Node Clean Up Scripts

As you work out your cluster configuration, you will find it useful to wipe out the data persisted on nodes and start over clean. This can be easily accomplished with a short script that removes certain files. Below is an example of such a script.

/etc/init.d/tomcat7 stop
sleep 20
killall java > /dev/null
sleep 5
rm --preserve-root -f /var/lib/tomcat7/logs/*
rm --preserve-root -rf /data/fcrepo/*
rm --preserve-root -rf /var/lib/tomcat7/work/Catalina/*

You will need to adjust the folders to match your own configuration. However, the key ingredients are stopping the Fedora process, then wiping out the persistent data folder and your webapp's temp folder. This script also cleans out old logs, making it easier to find logs for the current configuration.

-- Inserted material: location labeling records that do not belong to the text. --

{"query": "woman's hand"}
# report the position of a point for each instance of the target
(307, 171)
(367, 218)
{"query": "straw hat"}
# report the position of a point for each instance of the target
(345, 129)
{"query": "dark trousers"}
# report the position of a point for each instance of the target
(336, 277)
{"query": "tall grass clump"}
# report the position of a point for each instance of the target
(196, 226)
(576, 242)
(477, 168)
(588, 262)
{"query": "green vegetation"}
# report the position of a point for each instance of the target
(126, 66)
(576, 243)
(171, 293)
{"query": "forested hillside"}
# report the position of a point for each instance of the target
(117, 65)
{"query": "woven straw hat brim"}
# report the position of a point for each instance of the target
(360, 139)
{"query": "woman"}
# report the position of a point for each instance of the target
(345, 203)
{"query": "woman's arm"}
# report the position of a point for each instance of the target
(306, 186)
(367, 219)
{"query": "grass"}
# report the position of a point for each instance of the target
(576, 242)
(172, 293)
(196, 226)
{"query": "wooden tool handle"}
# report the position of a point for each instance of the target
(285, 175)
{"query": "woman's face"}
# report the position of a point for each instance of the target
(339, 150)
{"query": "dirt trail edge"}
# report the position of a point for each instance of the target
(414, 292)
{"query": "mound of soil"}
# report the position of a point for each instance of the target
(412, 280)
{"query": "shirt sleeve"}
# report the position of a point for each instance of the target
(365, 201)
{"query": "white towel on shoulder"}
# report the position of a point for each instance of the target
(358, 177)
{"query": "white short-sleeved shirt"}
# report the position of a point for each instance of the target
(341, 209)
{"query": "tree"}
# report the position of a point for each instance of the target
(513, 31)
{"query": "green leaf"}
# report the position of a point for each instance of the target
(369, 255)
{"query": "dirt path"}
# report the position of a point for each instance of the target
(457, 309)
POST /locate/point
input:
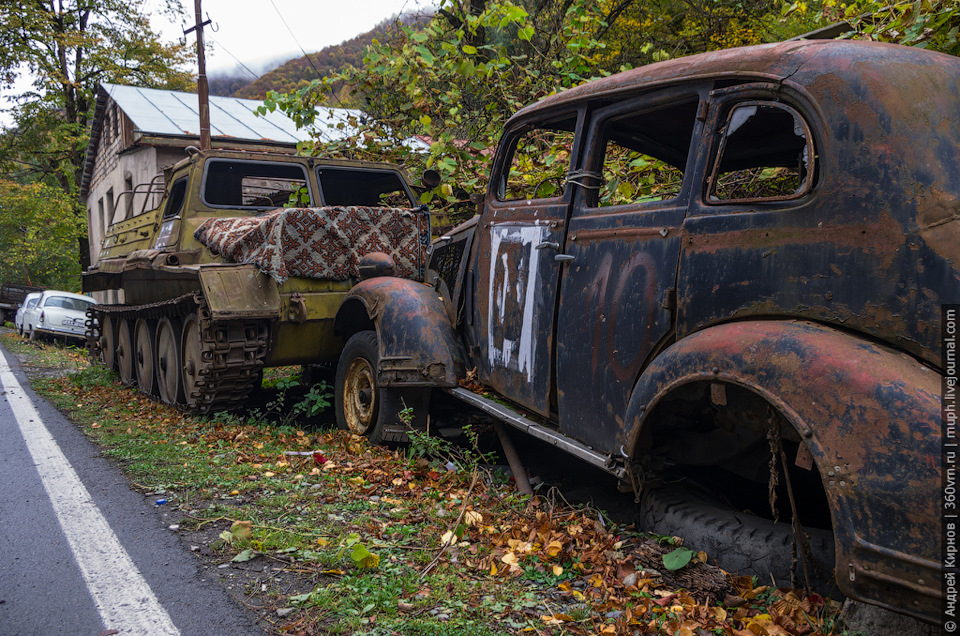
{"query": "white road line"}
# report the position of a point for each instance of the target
(124, 599)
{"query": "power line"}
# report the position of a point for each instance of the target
(290, 31)
(236, 59)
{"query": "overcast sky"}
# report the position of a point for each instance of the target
(263, 33)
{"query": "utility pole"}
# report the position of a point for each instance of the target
(203, 91)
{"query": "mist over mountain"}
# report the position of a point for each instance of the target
(298, 72)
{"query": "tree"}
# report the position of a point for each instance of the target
(454, 80)
(68, 47)
(38, 236)
(928, 24)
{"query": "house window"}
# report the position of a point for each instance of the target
(645, 154)
(128, 193)
(765, 153)
(254, 185)
(111, 209)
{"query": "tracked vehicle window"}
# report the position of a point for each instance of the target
(356, 186)
(539, 164)
(645, 155)
(250, 184)
(178, 193)
(765, 153)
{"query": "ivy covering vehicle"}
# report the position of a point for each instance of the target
(719, 278)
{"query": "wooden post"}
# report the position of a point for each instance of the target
(203, 91)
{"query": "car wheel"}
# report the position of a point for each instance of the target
(358, 398)
(737, 541)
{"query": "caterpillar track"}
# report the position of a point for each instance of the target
(173, 350)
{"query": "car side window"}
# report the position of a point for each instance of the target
(765, 153)
(177, 196)
(645, 154)
(539, 162)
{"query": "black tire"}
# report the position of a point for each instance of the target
(364, 408)
(359, 401)
(737, 541)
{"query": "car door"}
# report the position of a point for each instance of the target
(519, 236)
(618, 290)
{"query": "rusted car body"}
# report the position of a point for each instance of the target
(243, 263)
(772, 272)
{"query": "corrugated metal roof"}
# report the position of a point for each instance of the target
(162, 112)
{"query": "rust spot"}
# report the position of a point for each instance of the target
(938, 215)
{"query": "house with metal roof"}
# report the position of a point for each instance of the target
(138, 132)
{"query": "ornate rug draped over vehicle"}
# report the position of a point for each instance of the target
(323, 243)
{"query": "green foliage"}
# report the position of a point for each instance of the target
(39, 234)
(68, 48)
(927, 24)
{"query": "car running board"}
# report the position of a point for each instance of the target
(607, 463)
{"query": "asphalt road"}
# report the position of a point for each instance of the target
(80, 552)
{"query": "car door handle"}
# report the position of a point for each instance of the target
(547, 245)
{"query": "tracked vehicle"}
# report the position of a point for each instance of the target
(243, 265)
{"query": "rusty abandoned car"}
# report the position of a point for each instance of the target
(711, 276)
(220, 281)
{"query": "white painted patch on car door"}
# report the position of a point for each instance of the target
(514, 268)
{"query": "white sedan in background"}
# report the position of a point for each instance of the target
(28, 301)
(57, 313)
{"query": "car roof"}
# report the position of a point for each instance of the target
(54, 292)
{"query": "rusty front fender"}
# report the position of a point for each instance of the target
(871, 419)
(418, 345)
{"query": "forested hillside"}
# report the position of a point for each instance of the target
(298, 72)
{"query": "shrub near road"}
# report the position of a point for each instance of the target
(319, 533)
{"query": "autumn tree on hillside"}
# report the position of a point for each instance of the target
(38, 236)
(67, 47)
(454, 80)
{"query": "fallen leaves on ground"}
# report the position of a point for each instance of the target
(352, 513)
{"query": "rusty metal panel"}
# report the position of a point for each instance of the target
(418, 345)
(517, 282)
(239, 291)
(614, 308)
(870, 417)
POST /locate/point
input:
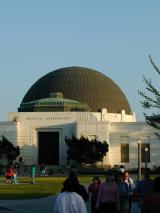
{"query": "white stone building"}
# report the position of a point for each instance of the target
(78, 101)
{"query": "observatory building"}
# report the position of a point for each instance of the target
(82, 102)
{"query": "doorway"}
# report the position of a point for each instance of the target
(48, 152)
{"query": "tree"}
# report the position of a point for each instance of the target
(151, 100)
(8, 150)
(85, 151)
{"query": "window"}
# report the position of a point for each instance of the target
(145, 152)
(124, 153)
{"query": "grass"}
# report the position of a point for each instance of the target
(45, 186)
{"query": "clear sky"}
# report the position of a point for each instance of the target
(112, 36)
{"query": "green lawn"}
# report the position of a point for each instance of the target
(44, 186)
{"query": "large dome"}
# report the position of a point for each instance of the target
(85, 86)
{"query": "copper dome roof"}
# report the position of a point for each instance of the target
(84, 85)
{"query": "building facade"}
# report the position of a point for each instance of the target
(84, 103)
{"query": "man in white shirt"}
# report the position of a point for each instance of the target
(69, 201)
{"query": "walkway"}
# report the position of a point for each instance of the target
(41, 205)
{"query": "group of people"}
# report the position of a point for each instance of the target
(112, 195)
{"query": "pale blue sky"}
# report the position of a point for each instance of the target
(114, 37)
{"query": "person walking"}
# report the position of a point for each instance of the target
(93, 192)
(33, 172)
(69, 201)
(9, 174)
(125, 187)
(108, 195)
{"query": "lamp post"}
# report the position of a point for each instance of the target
(139, 159)
(146, 157)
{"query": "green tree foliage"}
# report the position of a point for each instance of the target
(8, 150)
(151, 100)
(86, 151)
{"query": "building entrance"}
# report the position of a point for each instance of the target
(48, 152)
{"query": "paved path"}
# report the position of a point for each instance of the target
(41, 205)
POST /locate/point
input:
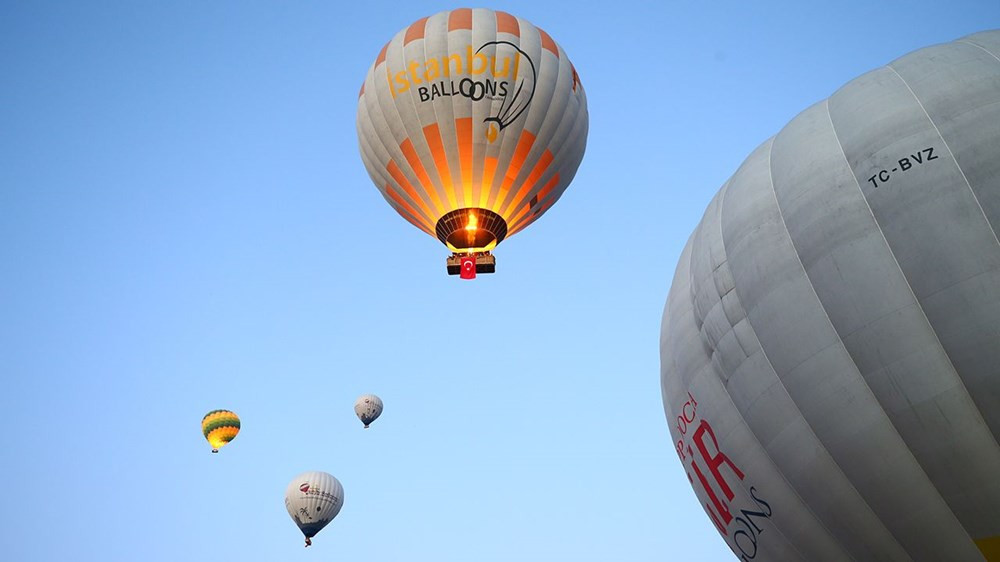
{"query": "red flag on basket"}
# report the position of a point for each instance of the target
(468, 270)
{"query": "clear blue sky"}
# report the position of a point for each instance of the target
(183, 205)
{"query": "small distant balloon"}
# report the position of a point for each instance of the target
(313, 499)
(220, 427)
(368, 407)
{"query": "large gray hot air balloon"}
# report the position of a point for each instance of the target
(830, 348)
(313, 499)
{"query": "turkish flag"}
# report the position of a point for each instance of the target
(468, 270)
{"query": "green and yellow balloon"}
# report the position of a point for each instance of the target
(220, 427)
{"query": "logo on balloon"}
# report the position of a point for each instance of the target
(507, 76)
(737, 520)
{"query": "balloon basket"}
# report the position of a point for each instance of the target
(485, 262)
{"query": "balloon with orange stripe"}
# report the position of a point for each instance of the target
(472, 123)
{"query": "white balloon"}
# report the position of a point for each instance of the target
(472, 123)
(368, 407)
(313, 499)
(829, 347)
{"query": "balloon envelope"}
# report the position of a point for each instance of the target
(831, 341)
(313, 499)
(368, 407)
(219, 428)
(471, 124)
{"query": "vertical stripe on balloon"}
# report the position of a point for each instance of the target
(547, 42)
(460, 19)
(381, 54)
(489, 170)
(432, 133)
(463, 129)
(520, 154)
(397, 175)
(507, 23)
(415, 31)
(418, 168)
(536, 173)
(410, 214)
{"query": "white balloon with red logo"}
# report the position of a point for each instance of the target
(313, 499)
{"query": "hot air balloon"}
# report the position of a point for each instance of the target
(313, 499)
(368, 407)
(472, 123)
(830, 345)
(220, 427)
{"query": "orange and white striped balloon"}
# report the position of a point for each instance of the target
(472, 123)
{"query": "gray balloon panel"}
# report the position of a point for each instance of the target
(831, 340)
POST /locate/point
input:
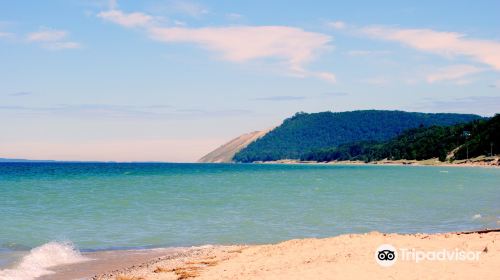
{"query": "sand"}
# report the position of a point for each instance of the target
(349, 256)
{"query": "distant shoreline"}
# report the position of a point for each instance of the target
(488, 162)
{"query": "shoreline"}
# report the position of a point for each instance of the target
(484, 162)
(309, 258)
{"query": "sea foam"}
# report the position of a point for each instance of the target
(39, 259)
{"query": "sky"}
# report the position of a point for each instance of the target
(170, 80)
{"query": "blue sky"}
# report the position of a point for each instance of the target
(169, 80)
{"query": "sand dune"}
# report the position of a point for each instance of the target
(226, 152)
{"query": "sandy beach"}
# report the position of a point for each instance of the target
(351, 256)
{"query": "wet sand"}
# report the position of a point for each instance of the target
(350, 256)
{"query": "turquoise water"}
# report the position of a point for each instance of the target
(112, 206)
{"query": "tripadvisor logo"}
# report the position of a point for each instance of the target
(386, 255)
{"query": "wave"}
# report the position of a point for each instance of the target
(39, 259)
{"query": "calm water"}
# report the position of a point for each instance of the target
(112, 206)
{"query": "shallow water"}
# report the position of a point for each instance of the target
(99, 206)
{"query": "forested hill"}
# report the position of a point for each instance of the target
(477, 138)
(305, 132)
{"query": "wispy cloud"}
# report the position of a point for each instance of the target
(20, 93)
(153, 112)
(453, 73)
(336, 24)
(234, 16)
(448, 44)
(47, 35)
(378, 81)
(180, 8)
(190, 8)
(128, 20)
(487, 105)
(292, 47)
(367, 52)
(6, 34)
(280, 98)
(336, 93)
(52, 39)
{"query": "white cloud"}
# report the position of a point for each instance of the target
(187, 7)
(127, 20)
(378, 81)
(293, 46)
(366, 52)
(337, 24)
(62, 45)
(234, 16)
(52, 39)
(453, 72)
(447, 44)
(5, 34)
(47, 35)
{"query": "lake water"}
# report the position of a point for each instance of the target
(103, 206)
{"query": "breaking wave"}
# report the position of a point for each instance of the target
(39, 259)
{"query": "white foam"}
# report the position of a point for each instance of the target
(39, 259)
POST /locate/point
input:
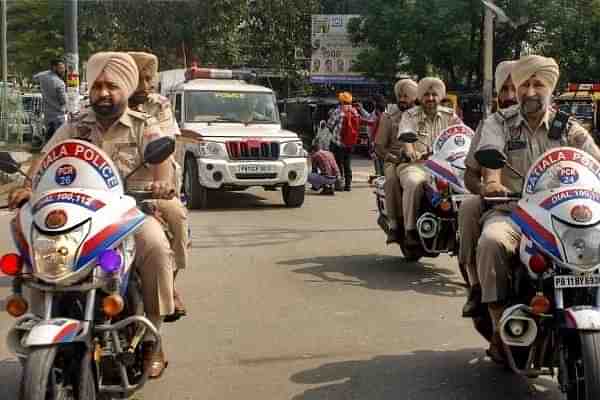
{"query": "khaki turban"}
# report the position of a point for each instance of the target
(145, 61)
(544, 68)
(427, 84)
(119, 67)
(503, 71)
(345, 97)
(407, 87)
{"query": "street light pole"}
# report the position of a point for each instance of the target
(72, 56)
(488, 60)
(4, 44)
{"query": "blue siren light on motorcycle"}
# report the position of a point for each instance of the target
(109, 261)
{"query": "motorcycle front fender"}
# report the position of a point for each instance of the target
(54, 331)
(583, 318)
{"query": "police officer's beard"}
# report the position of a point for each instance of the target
(138, 98)
(108, 110)
(507, 103)
(533, 105)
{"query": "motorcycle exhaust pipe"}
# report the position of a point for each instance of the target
(428, 226)
(517, 328)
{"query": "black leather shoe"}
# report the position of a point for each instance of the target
(412, 238)
(393, 236)
(473, 306)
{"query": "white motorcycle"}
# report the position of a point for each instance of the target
(554, 318)
(75, 252)
(437, 224)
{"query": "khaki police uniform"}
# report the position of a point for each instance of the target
(124, 143)
(173, 211)
(508, 131)
(413, 176)
(386, 142)
(469, 216)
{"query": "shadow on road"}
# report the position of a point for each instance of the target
(422, 375)
(375, 271)
(10, 371)
(215, 236)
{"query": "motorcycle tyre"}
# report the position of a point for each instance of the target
(34, 378)
(590, 353)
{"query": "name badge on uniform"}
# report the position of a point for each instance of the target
(516, 144)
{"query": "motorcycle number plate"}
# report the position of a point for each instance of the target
(574, 281)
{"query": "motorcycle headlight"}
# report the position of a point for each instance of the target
(581, 245)
(211, 150)
(55, 255)
(293, 149)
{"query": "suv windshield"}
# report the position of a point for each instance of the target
(245, 107)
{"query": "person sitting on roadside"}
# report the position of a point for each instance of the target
(325, 172)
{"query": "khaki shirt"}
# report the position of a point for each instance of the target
(426, 128)
(386, 140)
(124, 142)
(159, 107)
(509, 132)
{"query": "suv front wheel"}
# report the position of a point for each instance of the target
(293, 196)
(197, 195)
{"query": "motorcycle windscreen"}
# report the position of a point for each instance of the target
(76, 164)
(561, 168)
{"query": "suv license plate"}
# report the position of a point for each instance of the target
(571, 281)
(254, 169)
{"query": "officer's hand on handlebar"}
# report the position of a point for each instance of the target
(18, 197)
(162, 190)
(495, 189)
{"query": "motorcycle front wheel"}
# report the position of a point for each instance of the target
(44, 379)
(584, 371)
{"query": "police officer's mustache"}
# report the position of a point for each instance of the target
(105, 108)
(532, 105)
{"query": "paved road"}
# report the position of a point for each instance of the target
(309, 304)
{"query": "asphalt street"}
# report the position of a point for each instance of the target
(310, 304)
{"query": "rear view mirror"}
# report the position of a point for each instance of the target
(159, 150)
(8, 164)
(490, 158)
(408, 137)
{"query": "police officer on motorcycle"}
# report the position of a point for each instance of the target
(427, 120)
(522, 133)
(469, 213)
(389, 149)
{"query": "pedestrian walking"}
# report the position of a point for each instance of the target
(54, 96)
(344, 122)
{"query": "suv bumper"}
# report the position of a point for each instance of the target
(215, 174)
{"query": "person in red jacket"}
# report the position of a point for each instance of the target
(344, 122)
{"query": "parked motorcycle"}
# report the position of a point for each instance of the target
(437, 222)
(75, 252)
(553, 321)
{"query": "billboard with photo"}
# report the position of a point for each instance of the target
(332, 51)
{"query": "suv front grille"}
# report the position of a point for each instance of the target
(252, 150)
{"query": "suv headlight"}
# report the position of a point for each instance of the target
(55, 255)
(581, 245)
(293, 149)
(211, 150)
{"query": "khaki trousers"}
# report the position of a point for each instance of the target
(498, 244)
(469, 228)
(393, 195)
(154, 263)
(175, 215)
(412, 178)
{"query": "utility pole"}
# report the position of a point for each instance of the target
(4, 44)
(72, 56)
(488, 60)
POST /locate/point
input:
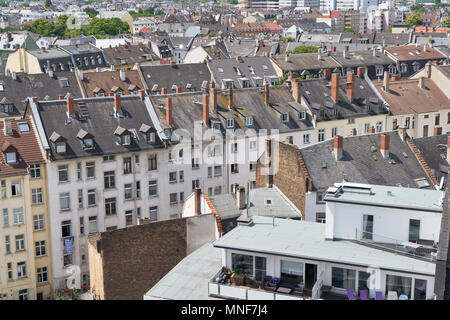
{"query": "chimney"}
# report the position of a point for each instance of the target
(422, 83)
(213, 94)
(335, 87)
(296, 90)
(350, 85)
(70, 107)
(360, 71)
(117, 107)
(240, 197)
(169, 111)
(197, 198)
(206, 109)
(428, 69)
(230, 98)
(448, 149)
(266, 93)
(384, 145)
(437, 131)
(122, 74)
(386, 81)
(338, 147)
(142, 94)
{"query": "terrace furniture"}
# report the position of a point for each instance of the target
(378, 295)
(350, 294)
(364, 294)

Simultaneous Terminal Sessions

A program like terminator (Gnome) can help with establishing ssh sessions to all your nodes quickly. Such programs will also allow you to group those sessions and then broadcast keystrokes to all of them at once. This makes quick configuration tests a breeze. You just have to sometimes wait and make sure that all sessions are keeping up with your commands.

Terminator in particular will let you create a "layout" that starts up your terminals in a desired window arrangement and runs the ssh commands.

Please add more terminal tools to this list, if you have a favorite.

Puppet Deploys

Puppet is a powerful way to manage a large cluster and can make it very easy to deploy new hosts. A puppet module is under development that will provide configuration templates for new fedora hosts.